When the United Nations General Assembly meets this week, world leaders will review progress toward the Millennium Development Goals (MDGs) and debate the next global development agenda. There is little question that the next framework will have a critical bearing on whether, and by how much, maternal mortality will be reduced in the coming years. The priority that maternal health and related issues, such as HIV and AIDS and family planning, receive in the global framework will influence health policy and programming around the world.
As a group of maternal health experts representing WHO and USAID pointed out in a commentary published in August in The Lancet Global Health:
“Between 1990 and 2010, maternal mortality decreased globally by nearly 50%, from 543 000 maternal deaths per year to 287 000, with the greatest reductions in the second half of this period. A major catalyst for this progress was the target set by Millennium Development Goal 5: reduction of the maternal mortality ratio by 75% between 1990 and 2015. Later, a second target on reproductive health was added, which has undoubtedly contributed to accelerated progress.”

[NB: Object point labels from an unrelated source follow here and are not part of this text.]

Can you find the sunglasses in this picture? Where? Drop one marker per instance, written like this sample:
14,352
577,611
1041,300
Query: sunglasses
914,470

Going in to the debate, there is good reason to believe that maternal health will remain on the agenda. In May, the High Level Panel of Eminent Persons (HLP), commissioned by UN Secretary Ban Ki-Moon recommended that the UN adopt a set of 12 interrelated goals, each supported by a set of ambitious targets for achieving a vision of sustainable development, that ensures that the world of 2030 is “more equal, more prosperous, more peaceful, and more just.” Among the goals and targets, the HLP recommended that maternal mortality ratio be reduced to “no more than X deaths per 100,000 births” by 2030 as part of goal 4, which seeks to “Ensure Healthy Lives.” Unlike the MDG target, which proposed a 75 percent reduction in the maternal mortality ratio for all countries, regardless of what their MMR was at the baseline, this proposed measure would define progress against an absolute figure. Depending on how “X” is defined, then, many countries would start off having “achieved” the target, while others might be challenged to reduce their MMR by an even greater degree than the 75 percent set by the MDGs.
In the months since the HLP offered its recommendations, policy makers, researchers and others have begun to consider the proposed goal, as well as the implications that the shift from a relative to an absolute measure would have for priorities in global and national efforts to improve maternal health. For instance, the recent Lancet commentary proposed one response, suggesting that the UN adopt the overall target for countries to achieve an MMR of no more than 50 deaths/100,000 births by 2035, along with more specific targets and national strategies for countries that currently have maternal mortality ratios of over 400 deaths/100,000 births, as well as for addressing inequities within countries where overall maternal mortality is relatively close to the target (under 100/100,000) by focusing on improving maternal health among subpopulations with higher than average maternal mortality rates. At the same time, the authors called for new strategies and approaches to measure and reduce maternal mortality.
The General Assembly debate provides an important opportunity to reflect on the progress, challenges and lessons learned under the MDGs, and to consider the best ways of accelerating global and national progress toward reducing maternal mortality after 2015.
We want to hear from you. What role do you think MDG5 has played in accelerating progress toward reducing maternal mortality? Has the time come to shift to an absolute target, or is a relative measure more useful? What challenges and opportunities do you see in the proposed overall framework which groups maternal health with other health issues? Is reducing the maternal mortality ratio the best way to measure progress toward ending preventable maternal deaths, or would a different measure be more useful?